Delegate Mary Beth Carozza had offered an amendment to the bill to give municipalities like Ocean City a measure of control on where the substance could be consumed in order to protect spaces like the Boardwalk.
Under her amendment, marijuana smoking in public areas would be prohibited unless “authorized by a governmental entity that has jurisdiction over that property.”
Simply put in Ocean City terms, people won’t be smoking pot on the Boardwalk unless and until the City Council specifically allows it.
The idea, Carozza said at the time, is that she didn’t want pending marijuana legislation to be more lenient than the existing rules concerning alcohol.
“My amendment is common sense and protects the public. If it’s a misdemeanor to drink alcohol in public, then it should be a misdemeanor to smoke pot in public. It should not be more lenient to smoke marijuana in public than it is to drink in certain public places,” Carozza said in a previous interview.
The amendment, Carozza’s first, was accepted as “friendly,” by the bill’s sponsor, and unusual but not unheard-of practice for a first-term delegate.
The bill passed both house and senate and made its way to the governor’s desk, where, Carozza said, her amendment was stripped out in favor of presenting a “clean” version of the bill. Carozza did vote in favor of the bill, but said she withdrew support when her amendment was removed.
Law enforcement and the state’s attorneys of Worcester and Wicomico, Beau Oglesby and Matt Maciarello, according to Carozza, indicated keeping the consumption of marijuana a criminal, rather than civil offense, would allow for more effective public control.
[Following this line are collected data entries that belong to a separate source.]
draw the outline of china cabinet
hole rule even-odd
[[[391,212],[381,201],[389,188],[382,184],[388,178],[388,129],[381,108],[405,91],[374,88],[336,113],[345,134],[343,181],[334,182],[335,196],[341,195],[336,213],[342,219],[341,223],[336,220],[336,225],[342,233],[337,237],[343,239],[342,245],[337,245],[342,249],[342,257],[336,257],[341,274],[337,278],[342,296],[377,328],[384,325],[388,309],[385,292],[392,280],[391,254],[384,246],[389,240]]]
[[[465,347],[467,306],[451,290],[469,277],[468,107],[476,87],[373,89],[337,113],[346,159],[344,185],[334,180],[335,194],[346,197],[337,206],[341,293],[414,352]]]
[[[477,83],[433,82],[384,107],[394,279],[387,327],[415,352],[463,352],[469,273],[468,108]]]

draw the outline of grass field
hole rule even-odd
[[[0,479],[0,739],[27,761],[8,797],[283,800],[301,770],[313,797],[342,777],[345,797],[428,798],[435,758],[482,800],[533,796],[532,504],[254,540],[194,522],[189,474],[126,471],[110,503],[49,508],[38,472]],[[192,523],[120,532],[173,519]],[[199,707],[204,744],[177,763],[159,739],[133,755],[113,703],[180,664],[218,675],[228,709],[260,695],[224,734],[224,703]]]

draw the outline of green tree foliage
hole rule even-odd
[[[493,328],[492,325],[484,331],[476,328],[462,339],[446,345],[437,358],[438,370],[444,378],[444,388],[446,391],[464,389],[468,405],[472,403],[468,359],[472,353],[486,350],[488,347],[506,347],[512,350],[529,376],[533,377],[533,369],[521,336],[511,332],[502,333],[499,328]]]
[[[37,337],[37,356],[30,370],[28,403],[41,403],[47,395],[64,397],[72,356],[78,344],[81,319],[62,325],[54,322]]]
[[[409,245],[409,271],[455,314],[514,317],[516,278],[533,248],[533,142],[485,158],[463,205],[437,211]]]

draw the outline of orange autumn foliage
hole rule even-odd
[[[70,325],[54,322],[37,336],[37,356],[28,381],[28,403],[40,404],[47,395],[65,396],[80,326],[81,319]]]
“If it’s a civil offense, the person who just smoked marijuana in public could be issued a paper citation, and then just walk a little ways down the boardwalk, and light up again,” Carozza said in a release.
Additionally, police would be left without authority to make traffic stops based on marijuana consumption. Law enforcement officials have repeatedly said the only mechanism they have available is the paraphernalia penalty, and while it may not be the most logical solution, it is a solution.
“Since we don’t know at this point whether the General Assembly will try to override the governor’s veto when we return to session in January, I plan to continue to work with law enforcement and the state’s attorneys to draft and, if needed, introduce legislation to keep the use of marijuana in public as a criminal offense. We are safer as a community when these tools are options for our law enforcement,” Carozza said.